。・*・。。*・Cherry Blossom Ⅵ《シリーズ最新巻♪》・*・。。*・。
トンっ…
エリナの手からアイスが床に落ち、エリナの体がふわりと傾いた。
「新垣さん!」
千里の叫び声が聞こえ、あたしたちは慌てて二人の元に掛けよった。地元の人間だろうか二人連れの男の客たちが何事かこちらを気にしたようにしていた。
エリナは千里に抱えられ、顏を真っ青にして今にも倒れそうな程ブルブルと震えている。
「おいっ!どうしたっ」戒がエリナを覗きこみ
「分かんねぇよ……急に…具合悪くなったみたいで…」と千里が困ったようにあたしたちを見ている。エリナは真っ青にさせた顔を俯かせながら千里に必死にしがみつき、それでも震える手で男の方を指さし。
「……こ……コーチ……」
エリナの言葉で思わずあたしと戒は顏を見合わせ、エリナの指さした方に勢いよく振り返ると、客の男たちがちょっと驚いたように顎を引いて立ち止まっていた。
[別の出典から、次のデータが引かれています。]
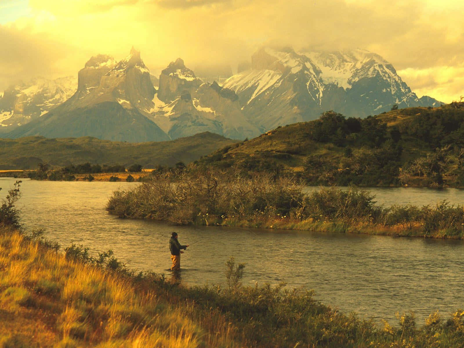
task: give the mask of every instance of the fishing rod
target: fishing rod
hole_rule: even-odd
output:
[[[244,230],[244,229],[246,229],[246,228],[248,228],[248,227],[240,227],[239,228],[236,228],[236,229],[235,229],[234,230],[232,230],[231,231],[230,231],[229,232],[233,232],[236,231],[239,231],[239,230]],[[208,236],[208,237],[205,237],[204,238],[202,238],[201,239],[200,239],[200,240],[197,240],[196,242],[193,242],[193,243],[192,243],[191,244],[190,244],[189,245],[193,245],[193,244],[195,244],[198,243],[199,242],[201,242],[202,240],[204,240],[205,239],[207,239],[208,238],[210,238],[211,237],[213,237],[213,236],[215,236],[217,234],[219,234],[219,233],[222,233],[224,232],[224,231],[220,231],[219,232],[218,232],[217,233],[214,233],[214,234],[213,234],[213,235],[212,235],[211,236]]]

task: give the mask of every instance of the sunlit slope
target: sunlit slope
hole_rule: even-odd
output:
[[[222,343],[205,337],[200,325],[183,314],[183,303],[161,298],[148,281],[137,284],[129,277],[67,259],[17,232],[6,233],[2,229],[0,244],[1,347],[196,347]]]
[[[462,186],[463,145],[464,103],[454,103],[365,119],[326,113],[226,147],[200,162],[296,173],[315,184]]]
[[[232,141],[205,132],[161,142],[130,143],[90,137],[47,139],[41,136],[0,139],[0,169],[36,169],[39,163],[65,166],[90,162],[100,164],[187,164],[230,144]]]

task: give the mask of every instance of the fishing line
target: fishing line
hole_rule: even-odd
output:
[[[244,230],[244,229],[247,229],[247,228],[249,228],[249,227],[240,227],[240,228],[236,228],[236,229],[235,229],[234,230],[231,230],[229,231],[229,232],[233,232],[234,231],[238,231],[239,230]],[[190,245],[191,246],[193,245],[193,244],[195,244],[198,243],[199,242],[201,242],[202,240],[204,240],[205,239],[207,239],[208,238],[211,238],[212,237],[213,237],[214,236],[215,236],[217,234],[219,234],[219,233],[223,233],[223,232],[225,232],[226,231],[227,231],[227,230],[225,230],[224,231],[219,231],[219,232],[217,232],[217,233],[215,233],[214,234],[212,234],[211,236],[208,236],[208,237],[205,237],[205,238],[201,238],[200,240],[197,240],[196,242],[193,242],[193,243],[192,243],[191,244],[190,244],[189,245]]]

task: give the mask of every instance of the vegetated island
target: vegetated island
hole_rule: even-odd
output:
[[[446,201],[435,206],[375,204],[352,187],[304,193],[294,179],[244,177],[230,171],[184,171],[113,193],[107,210],[121,218],[180,225],[246,226],[462,239],[464,210]]]
[[[243,286],[243,264],[226,285],[186,287],[175,275],[129,270],[112,251],[60,246],[20,229],[10,190],[0,207],[0,344],[4,347],[460,347],[464,311],[413,314],[380,328],[322,304],[304,289]]]

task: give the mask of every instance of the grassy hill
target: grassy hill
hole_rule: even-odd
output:
[[[228,145],[200,166],[296,175],[313,185],[464,186],[464,103],[365,119],[334,112]]]
[[[86,162],[146,168],[157,165],[188,163],[233,142],[205,132],[168,142],[141,143],[111,142],[91,137],[49,139],[31,136],[0,139],[0,169],[36,169],[39,163],[64,166]]]

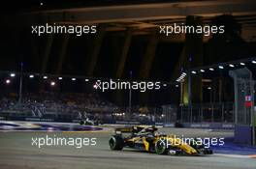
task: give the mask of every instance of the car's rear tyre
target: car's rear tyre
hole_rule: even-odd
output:
[[[109,143],[110,143],[110,148],[112,151],[120,151],[123,149],[124,146],[123,138],[118,135],[112,135]]]
[[[158,140],[155,143],[155,153],[158,155],[167,155],[168,149],[166,143],[166,140]]]

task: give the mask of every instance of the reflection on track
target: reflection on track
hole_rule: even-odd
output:
[[[0,131],[103,131],[108,128],[64,123],[0,121]]]

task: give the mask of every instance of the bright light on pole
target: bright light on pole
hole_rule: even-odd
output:
[[[241,66],[244,66],[245,64],[243,62],[240,63]]]
[[[50,86],[55,86],[55,84],[56,84],[56,83],[55,83],[54,81],[51,81],[51,82],[50,82]]]
[[[11,80],[10,79],[6,79],[6,84],[10,84]]]
[[[16,73],[11,73],[10,76],[11,77],[15,77],[16,76]]]

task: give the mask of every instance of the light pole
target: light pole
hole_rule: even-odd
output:
[[[130,71],[130,81],[132,81],[133,71]],[[128,120],[131,120],[132,114],[132,88],[129,89],[129,110],[128,110]]]
[[[19,94],[18,94],[18,105],[22,102],[22,83],[23,83],[23,63],[20,63],[20,78],[19,78]]]

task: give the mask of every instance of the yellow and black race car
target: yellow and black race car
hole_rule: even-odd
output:
[[[124,133],[129,133],[124,136]],[[158,155],[211,155],[212,150],[205,148],[195,140],[189,143],[176,135],[165,135],[157,132],[155,127],[135,126],[119,127],[109,141],[112,151],[120,151],[124,147]]]

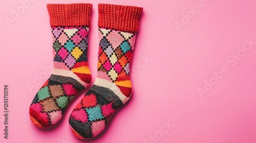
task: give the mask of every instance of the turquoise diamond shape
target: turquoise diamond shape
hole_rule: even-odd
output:
[[[100,120],[104,117],[101,113],[101,109],[99,106],[86,109],[86,110],[88,113],[89,119],[91,121]]]
[[[129,51],[131,49],[131,46],[130,46],[129,43],[127,41],[123,42],[120,45],[121,49],[124,53],[127,52],[127,51]]]
[[[37,92],[37,99],[38,99],[38,101],[43,100],[50,96],[49,88],[47,86],[44,87],[40,89]]]

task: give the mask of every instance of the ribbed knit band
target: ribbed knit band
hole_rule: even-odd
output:
[[[51,26],[90,26],[91,4],[48,4]]]
[[[110,4],[99,4],[99,27],[136,33],[143,8]]]

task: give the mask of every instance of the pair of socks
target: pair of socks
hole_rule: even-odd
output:
[[[87,52],[92,7],[90,4],[47,5],[54,69],[30,107],[30,118],[38,127],[56,124],[74,96],[91,83]],[[97,78],[69,120],[76,137],[96,136],[116,110],[129,100],[131,63],[142,11],[133,6],[99,4]]]

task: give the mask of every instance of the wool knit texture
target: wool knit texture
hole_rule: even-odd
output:
[[[122,10],[115,11],[117,7]],[[102,17],[110,17],[114,11],[118,15],[127,15],[134,19],[127,21],[125,18],[115,19],[110,21],[115,23],[110,27],[99,22],[97,77],[69,118],[70,127],[77,137],[86,139],[98,135],[115,111],[129,100],[132,93],[130,67],[136,39],[134,31],[139,27],[140,14],[138,15],[138,11],[141,11],[142,8],[135,7],[99,5],[99,21]],[[124,23],[129,26],[123,27]],[[111,26],[116,29],[110,28],[113,28]]]
[[[81,8],[81,11],[77,12],[76,15],[90,16],[91,9],[82,7],[83,5],[87,6],[48,5],[52,25],[54,69],[30,107],[30,118],[38,127],[46,128],[57,123],[74,97],[91,82],[92,78],[87,62],[89,27],[78,25],[89,23],[88,21],[79,17],[67,16],[67,13],[63,12]],[[53,8],[57,8],[58,10],[53,10]],[[53,19],[52,15],[57,17]],[[56,21],[56,19],[62,18],[57,17],[58,16],[64,16],[65,20]],[[80,21],[73,21],[77,18]],[[53,26],[55,23],[58,26]]]

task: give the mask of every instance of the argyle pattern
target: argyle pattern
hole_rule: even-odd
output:
[[[75,95],[91,82],[88,30],[86,26],[52,27],[54,69],[29,110],[36,126],[46,128],[56,124]]]
[[[69,118],[72,132],[81,139],[102,131],[132,93],[129,75],[135,34],[99,28],[99,37],[97,77]]]

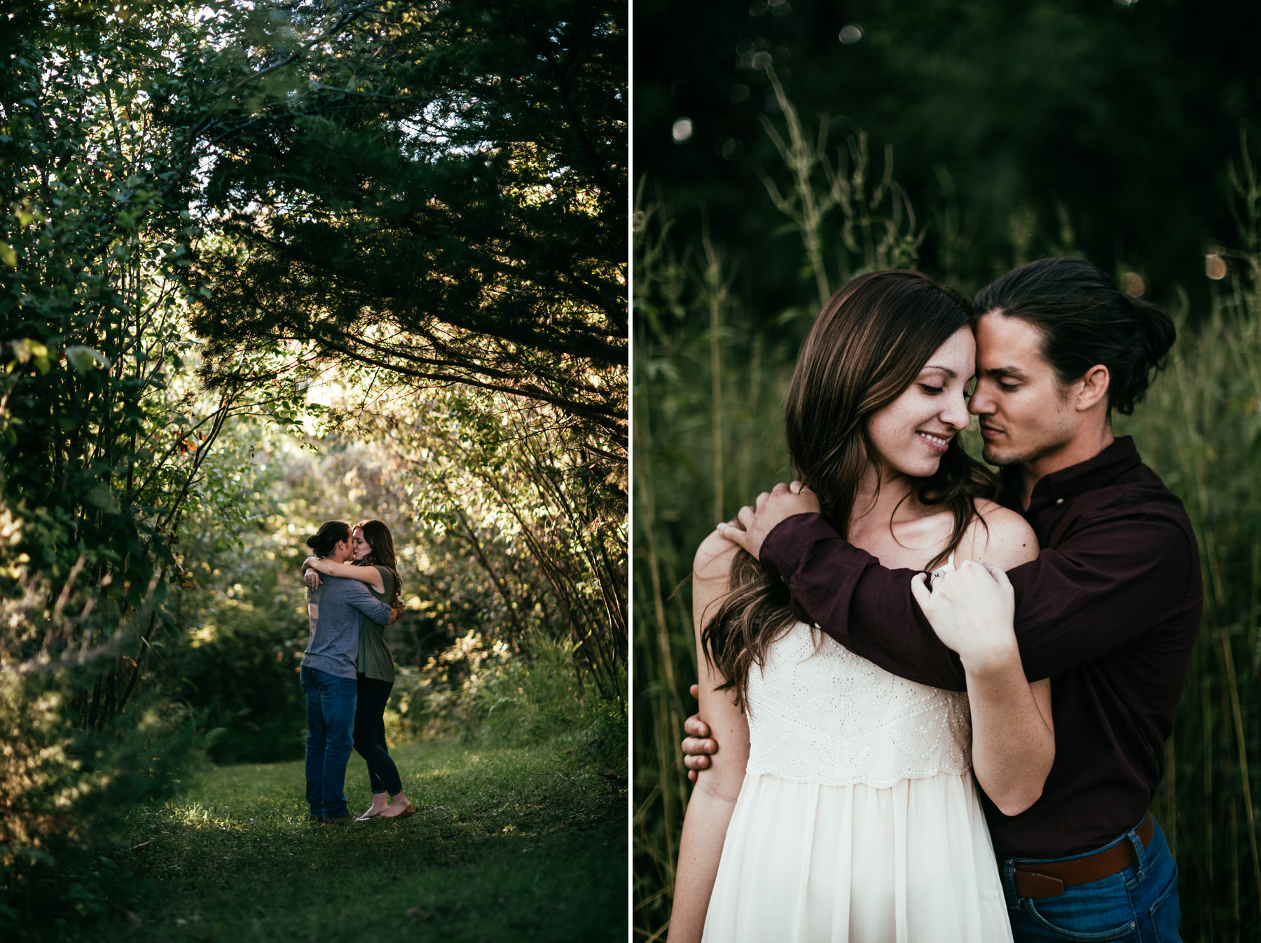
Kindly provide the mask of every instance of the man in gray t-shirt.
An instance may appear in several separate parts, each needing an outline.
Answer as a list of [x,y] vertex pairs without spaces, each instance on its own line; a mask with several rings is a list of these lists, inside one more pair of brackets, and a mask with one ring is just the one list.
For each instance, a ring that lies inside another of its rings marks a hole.
[[[346,538],[337,540],[342,531]],[[351,529],[340,521],[323,524],[311,541],[308,546],[324,560],[343,564],[351,556]],[[358,696],[354,657],[359,651],[361,613],[382,625],[390,622],[390,606],[358,580],[325,576],[320,586],[306,590],[311,634],[299,676],[306,695],[306,802],[311,821],[349,821],[344,787]]]

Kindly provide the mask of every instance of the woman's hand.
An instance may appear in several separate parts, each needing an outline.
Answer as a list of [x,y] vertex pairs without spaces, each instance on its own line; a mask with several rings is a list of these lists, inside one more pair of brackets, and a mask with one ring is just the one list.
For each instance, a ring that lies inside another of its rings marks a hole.
[[967,560],[958,570],[932,576],[932,589],[928,579],[918,574],[910,591],[937,638],[965,667],[984,671],[1011,658],[1018,651],[1015,591],[1002,570]]

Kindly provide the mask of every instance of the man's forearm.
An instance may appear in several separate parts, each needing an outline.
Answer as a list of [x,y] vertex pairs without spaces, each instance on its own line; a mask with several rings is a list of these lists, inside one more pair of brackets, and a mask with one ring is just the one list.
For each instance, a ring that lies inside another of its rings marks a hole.
[[821,514],[798,514],[762,545],[762,564],[792,594],[793,614],[885,671],[933,687],[966,687],[958,657],[910,593],[914,570],[889,570]]

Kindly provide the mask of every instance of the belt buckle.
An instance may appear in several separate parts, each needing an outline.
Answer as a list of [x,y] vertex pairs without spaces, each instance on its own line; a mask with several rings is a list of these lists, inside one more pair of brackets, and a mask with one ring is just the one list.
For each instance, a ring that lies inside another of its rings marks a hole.
[[1016,871],[1015,885],[1020,898],[1058,898],[1064,893],[1062,880],[1037,871]]

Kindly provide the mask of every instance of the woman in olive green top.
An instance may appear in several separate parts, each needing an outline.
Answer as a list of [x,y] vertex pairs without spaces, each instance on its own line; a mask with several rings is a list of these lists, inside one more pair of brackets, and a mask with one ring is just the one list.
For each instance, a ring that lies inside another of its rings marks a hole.
[[[381,521],[361,521],[351,532],[354,564],[334,564],[308,557],[304,566],[327,576],[367,584],[368,591],[392,609],[401,609],[393,537]],[[318,577],[315,577],[318,579]],[[354,709],[354,749],[368,764],[372,806],[359,822],[377,816],[400,818],[415,809],[402,790],[398,768],[386,749],[386,702],[393,687],[393,657],[386,645],[385,627],[359,616],[359,656],[356,659],[358,701]]]

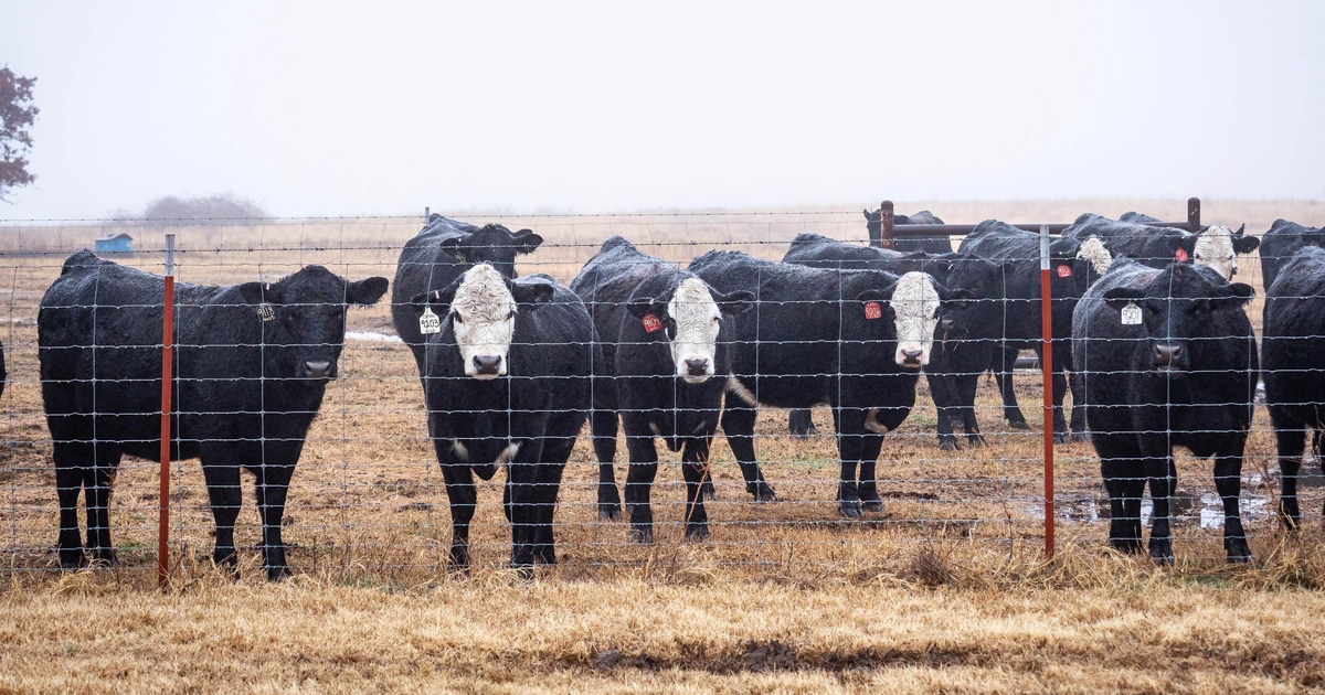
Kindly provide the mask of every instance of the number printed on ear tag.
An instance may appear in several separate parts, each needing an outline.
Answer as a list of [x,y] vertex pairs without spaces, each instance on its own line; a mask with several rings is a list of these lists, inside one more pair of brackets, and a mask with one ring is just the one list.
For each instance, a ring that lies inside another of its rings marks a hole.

背格好や、年齢は似ている―――気がするが、あの淫行コーチじゃない。
「一ノ瀬、悪い。これでそれ払っておいてくれ。新垣さん具合悪いみたいだから、外に連れて行く」戒が尻ポケットから財布を抜き取り、千里に放り投げ千里は危うい手つきでそれをキャッチ。
「え…大丈夫かよ……」と事情を知らない千里が戸惑ったように言い
「大丈夫だよ、あたしもついてくからそれで払っといて」とあたしも戒とは反対側からエリナの腕を取ると
「お、おうよ…」と千里は何とか頷く。